Furthermore, a case is not submitted for decision on the appellate level until after it
has been argued by briefs and oral arguments if requested. See Smith v. Jones, 8
So.2d 718 (La.App. 1 Cir. 1942). Here, while Mr. Hebert filed his exception after
4 the briefs, it was still submitted prior to oral arguments. As such, it was timely
filed and may be considered for the first time by this court.
Ms. Coleman also argues that this case should be remanded to the trial
court for trial of the exception of prescription as she properly demanded this
remand in accordance with La.Code Civ.P. art. 2163. Again, we disagree.
Louisiana Code of Civil Procedure Article 2163 does not mandate that the
appellate court remand the case for trial of the prescription issue upon request;
rather, “[t]he appellate court has discretion to do so should the interests of justice
require a full hearing.” Willett v. Premier Bank, 97-187, p. 10 (La.App. 3 Cir.
6/4/97), 696 So.2d 196, 201. Here, the record clearly indicates that Ms. Coleman
did not timely file her filiation action. As such, a full hearing is not required in the
interests of justice to adequately decide this issue, and we exercise our
discretionary authority to hear this exception for the first time and conclude that
Ms. Coleman’s claim has prescribed.
Even if La.Civ.Code art. 197 did apply, Ms. Coleman’s claim would
still be perempted. Article 197 requires that a filiation claim be brought within one
year of the death of the alleged father.
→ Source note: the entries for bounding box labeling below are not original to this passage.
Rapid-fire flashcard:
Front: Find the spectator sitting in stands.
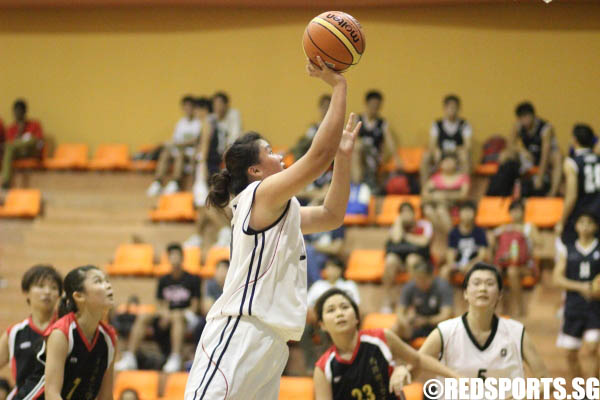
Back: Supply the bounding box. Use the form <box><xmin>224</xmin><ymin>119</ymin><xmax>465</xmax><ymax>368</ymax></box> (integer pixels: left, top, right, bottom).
<box><xmin>147</xmin><ymin>96</ymin><xmax>202</xmax><ymax>197</ymax></box>
<box><xmin>421</xmin><ymin>154</ymin><xmax>471</xmax><ymax>232</ymax></box>
<box><xmin>1</xmin><ymin>99</ymin><xmax>44</xmax><ymax>189</ymax></box>
<box><xmin>115</xmin><ymin>244</ymin><xmax>201</xmax><ymax>372</ymax></box>
<box><xmin>0</xmin><ymin>378</ymin><xmax>12</xmax><ymax>400</ymax></box>
<box><xmin>209</xmin><ymin>92</ymin><xmax>242</xmax><ymax>153</ymax></box>
<box><xmin>490</xmin><ymin>200</ymin><xmax>539</xmax><ymax>317</ymax></box>
<box><xmin>290</xmin><ymin>94</ymin><xmax>331</xmax><ymax>160</ymax></box>
<box><xmin>513</xmin><ymin>102</ymin><xmax>562</xmax><ymax>197</ymax></box>
<box><xmin>440</xmin><ymin>201</ymin><xmax>488</xmax><ymax>281</ymax></box>
<box><xmin>382</xmin><ymin>202</ymin><xmax>433</xmax><ymax>312</ymax></box>
<box><xmin>394</xmin><ymin>261</ymin><xmax>454</xmax><ymax>342</ymax></box>
<box><xmin>352</xmin><ymin>90</ymin><xmax>402</xmax><ymax>193</ymax></box>
<box><xmin>420</xmin><ymin>94</ymin><xmax>473</xmax><ymax>186</ymax></box>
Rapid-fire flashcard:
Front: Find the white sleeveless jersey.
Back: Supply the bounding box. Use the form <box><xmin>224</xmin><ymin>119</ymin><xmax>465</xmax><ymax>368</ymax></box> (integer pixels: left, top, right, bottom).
<box><xmin>437</xmin><ymin>314</ymin><xmax>525</xmax><ymax>378</ymax></box>
<box><xmin>207</xmin><ymin>182</ymin><xmax>307</xmax><ymax>341</ymax></box>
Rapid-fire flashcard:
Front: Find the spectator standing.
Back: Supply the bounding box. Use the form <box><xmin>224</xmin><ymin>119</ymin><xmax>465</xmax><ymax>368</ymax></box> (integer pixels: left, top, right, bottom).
<box><xmin>115</xmin><ymin>243</ymin><xmax>201</xmax><ymax>372</ymax></box>
<box><xmin>420</xmin><ymin>94</ymin><xmax>473</xmax><ymax>187</ymax></box>
<box><xmin>513</xmin><ymin>101</ymin><xmax>562</xmax><ymax>197</ymax></box>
Here, while the decedent died in 2003, Ms.
Coleman did not file her petition for filiation until 2012. While Ms. Coleman
argues the date of commencement should be October 2, 2003, as that is the date
she filed the parentage test, this argument fails as a civil action “is commenced by
the filing of a pleading presenting the demand to a court of competent jurisdiction”
and the parentage results do not constitute a proper pleading. La.Code Civ.P. art.
421.
Nevertheless, we conclude that Ms. Coleman’s action for paternity
and forced heirship prescribed under the then-in-effect La.Civ.Code art. 209.
5 Since this action has prescribed, we need not address Mr. Hebert’s other
assignments of error as they have been rendered moot.
V.
CONCLUSION
For the foregoing reasons, we reverse the judgment of the trial court
and dismiss Ms. Coleman’s claims with prejudice.
All costs are assessed against Karla Coleman, appellee.